Bottom Line: We present paleoecological data that indicate frequent tundra fires in northcentral Alaska between 14,000 and 10,000 years ago.Charcoal and pollen from lake sediments reveal that ancient birch-dominated shrub tundra burned as often as modern boreal forests in the region, every 144 years on average (+/- 90 s.d.; n = 44).These records suggest that greater fire activity will likely accompany temperature-related increases in shrub-dominated tundra predicted for the 21(st) century and beyond.

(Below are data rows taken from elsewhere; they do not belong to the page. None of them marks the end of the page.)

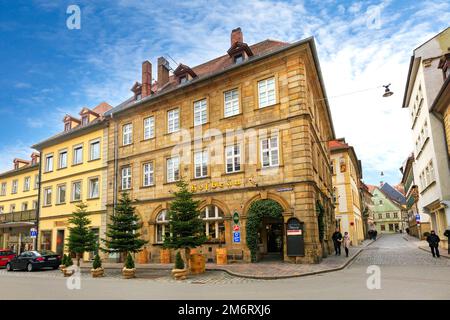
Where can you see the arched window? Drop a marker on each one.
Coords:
(213, 218)
(162, 226)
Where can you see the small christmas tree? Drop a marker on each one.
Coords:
(97, 263)
(81, 238)
(129, 263)
(186, 228)
(123, 232)
(179, 263)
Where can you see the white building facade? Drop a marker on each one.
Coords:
(431, 166)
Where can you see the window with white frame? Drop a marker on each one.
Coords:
(269, 152)
(213, 219)
(149, 128)
(148, 174)
(26, 183)
(173, 120)
(127, 134)
(14, 187)
(200, 112)
(49, 163)
(233, 158)
(62, 161)
(77, 155)
(126, 178)
(231, 103)
(48, 196)
(76, 191)
(61, 194)
(94, 150)
(266, 92)
(93, 188)
(173, 169)
(201, 164)
(162, 226)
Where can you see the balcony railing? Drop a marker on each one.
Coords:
(20, 216)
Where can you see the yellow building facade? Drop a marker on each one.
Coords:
(18, 204)
(73, 172)
(347, 173)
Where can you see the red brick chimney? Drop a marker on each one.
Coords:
(146, 78)
(236, 36)
(163, 72)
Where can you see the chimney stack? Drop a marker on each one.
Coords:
(236, 36)
(163, 72)
(146, 78)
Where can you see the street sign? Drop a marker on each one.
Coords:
(236, 237)
(33, 233)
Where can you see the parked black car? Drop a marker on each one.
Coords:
(34, 260)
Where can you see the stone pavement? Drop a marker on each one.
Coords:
(423, 245)
(265, 270)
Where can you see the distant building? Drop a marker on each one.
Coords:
(431, 163)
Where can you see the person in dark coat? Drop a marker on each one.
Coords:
(337, 239)
(433, 240)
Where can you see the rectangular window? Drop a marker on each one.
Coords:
(61, 194)
(93, 188)
(62, 162)
(94, 150)
(76, 191)
(173, 120)
(127, 134)
(126, 178)
(148, 177)
(77, 155)
(173, 169)
(200, 112)
(231, 103)
(14, 187)
(49, 163)
(48, 196)
(269, 152)
(266, 92)
(26, 183)
(149, 128)
(233, 158)
(201, 164)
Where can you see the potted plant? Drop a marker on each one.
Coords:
(97, 269)
(67, 264)
(179, 272)
(129, 270)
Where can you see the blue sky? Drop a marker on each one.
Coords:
(48, 70)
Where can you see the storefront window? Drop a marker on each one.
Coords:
(214, 225)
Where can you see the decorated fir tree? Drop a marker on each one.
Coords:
(81, 238)
(186, 227)
(122, 234)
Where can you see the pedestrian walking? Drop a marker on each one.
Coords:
(346, 243)
(433, 240)
(337, 239)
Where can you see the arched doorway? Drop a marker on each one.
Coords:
(265, 230)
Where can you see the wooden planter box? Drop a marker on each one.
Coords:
(97, 273)
(128, 273)
(164, 256)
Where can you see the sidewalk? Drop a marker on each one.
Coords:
(423, 245)
(265, 270)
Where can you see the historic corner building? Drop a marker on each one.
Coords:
(347, 174)
(18, 204)
(73, 171)
(247, 126)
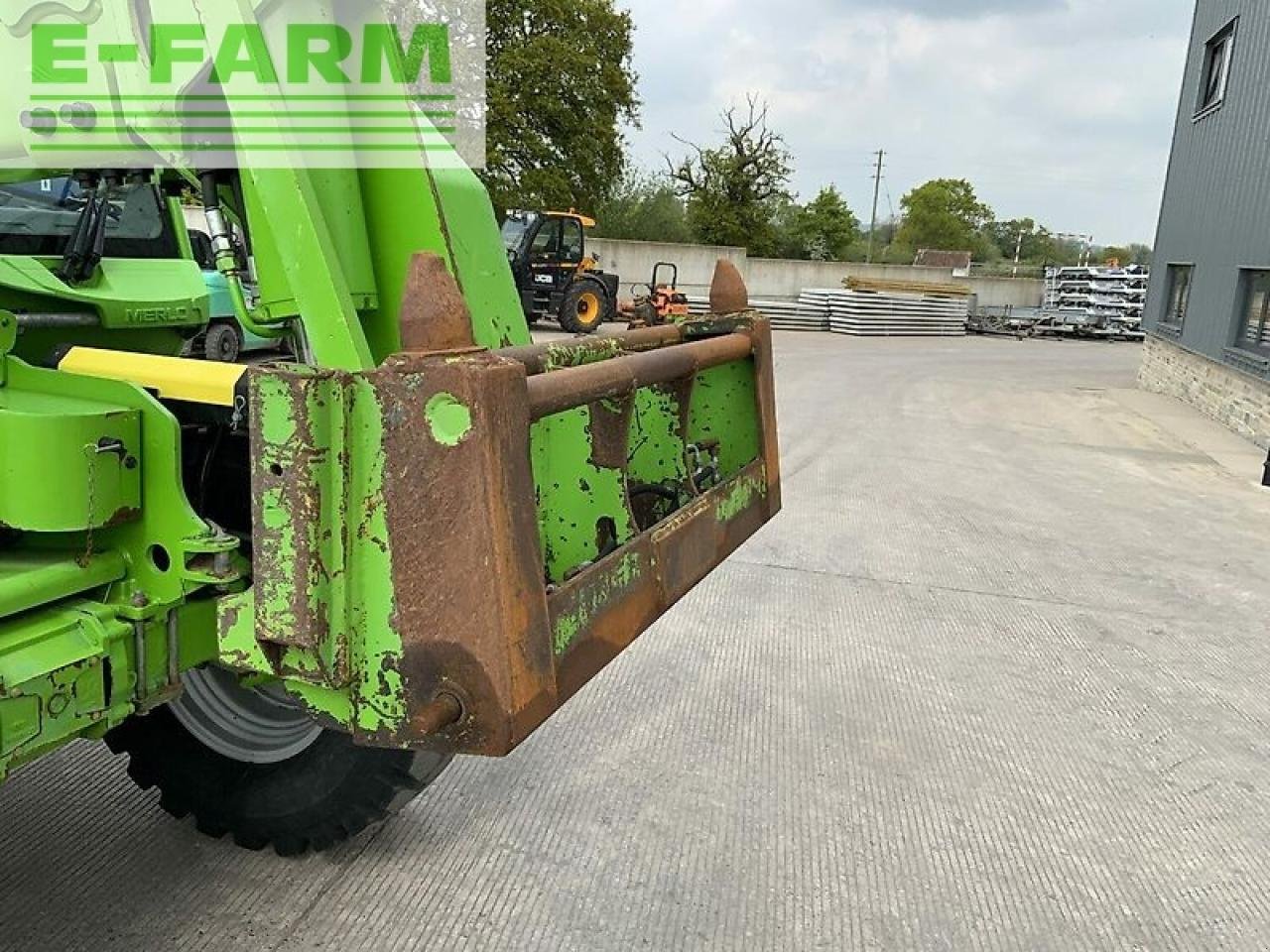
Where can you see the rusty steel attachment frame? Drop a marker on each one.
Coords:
(405, 587)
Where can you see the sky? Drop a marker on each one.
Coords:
(1061, 111)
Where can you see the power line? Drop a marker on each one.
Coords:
(873, 226)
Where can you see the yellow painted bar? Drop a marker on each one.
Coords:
(171, 377)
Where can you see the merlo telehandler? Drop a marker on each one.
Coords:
(290, 590)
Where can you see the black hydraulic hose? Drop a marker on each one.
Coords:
(98, 253)
(79, 241)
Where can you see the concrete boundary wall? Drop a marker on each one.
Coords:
(769, 278)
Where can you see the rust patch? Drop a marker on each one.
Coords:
(610, 433)
(435, 316)
(728, 291)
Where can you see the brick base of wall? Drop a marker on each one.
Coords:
(1233, 399)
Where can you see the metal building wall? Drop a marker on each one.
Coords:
(1216, 199)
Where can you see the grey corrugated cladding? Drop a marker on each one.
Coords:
(1216, 200)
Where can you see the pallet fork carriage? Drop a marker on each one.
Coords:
(408, 535)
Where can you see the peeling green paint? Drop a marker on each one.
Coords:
(739, 498)
(564, 356)
(448, 419)
(570, 627)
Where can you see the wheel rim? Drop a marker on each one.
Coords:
(250, 725)
(588, 309)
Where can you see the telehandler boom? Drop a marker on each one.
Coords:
(293, 590)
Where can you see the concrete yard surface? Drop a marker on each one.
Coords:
(998, 678)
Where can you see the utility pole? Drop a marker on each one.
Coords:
(873, 226)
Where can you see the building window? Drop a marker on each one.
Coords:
(1179, 295)
(1216, 70)
(1255, 312)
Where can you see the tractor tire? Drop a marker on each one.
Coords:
(222, 343)
(584, 307)
(326, 792)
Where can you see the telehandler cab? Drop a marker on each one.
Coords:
(556, 276)
(293, 590)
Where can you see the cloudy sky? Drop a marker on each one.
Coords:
(1057, 109)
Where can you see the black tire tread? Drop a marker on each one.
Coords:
(570, 306)
(345, 788)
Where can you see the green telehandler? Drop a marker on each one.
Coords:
(291, 589)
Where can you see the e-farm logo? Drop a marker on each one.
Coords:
(314, 53)
(105, 90)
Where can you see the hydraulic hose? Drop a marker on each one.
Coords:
(226, 263)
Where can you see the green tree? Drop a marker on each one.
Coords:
(734, 190)
(945, 214)
(643, 207)
(828, 226)
(561, 85)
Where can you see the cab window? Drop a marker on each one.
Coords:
(574, 244)
(547, 243)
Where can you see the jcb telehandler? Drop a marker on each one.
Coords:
(291, 592)
(556, 276)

View Article: PubMed Central - PubMed

Affiliation: College of Forest Resources, University of Washington, Seattle, Washington, USA. philip.higuera@montana.edu

ABSTRACT
Understanding feedbacks between terrestrial and atmospheric systems is vital for predicting the consequences of global change, particularly in the rapidly changing Arctic. Fire is a key process in this context, but the consequences of altered fire regimes in tundra ecosystems are rarely considered, largely because tundra fires occur infrequently on the modern landscape. We present paleoecological data that indicate frequent tundra fires in northcentral Alaska between 14,000 and 10,000 years ago. Charcoal and pollen from lake sediments reveal that ancient birch-dominated shrub tundra burned as often as modern boreal forests in the region, every 144 years on average (+/- 90 s.d.; n = 44). Although paleoclimate interpretations and data from modern tundra fires suggest that increased burning was aided by low effective moisture, vegetation cover clearly played a critical role in facilitating the paleofires by creating an abundance of fine fuels. These records suggest that greater fire activity will likely accompany temperature-related increases in shrub-dominated tundra predicted for the 21(st) century and beyond. Increased tundra burning will have broad impacts on physical and biological systems as well as on land-atmosphere interactions in the Arctic, including the potential to release stored organic carbon to the atmosphere.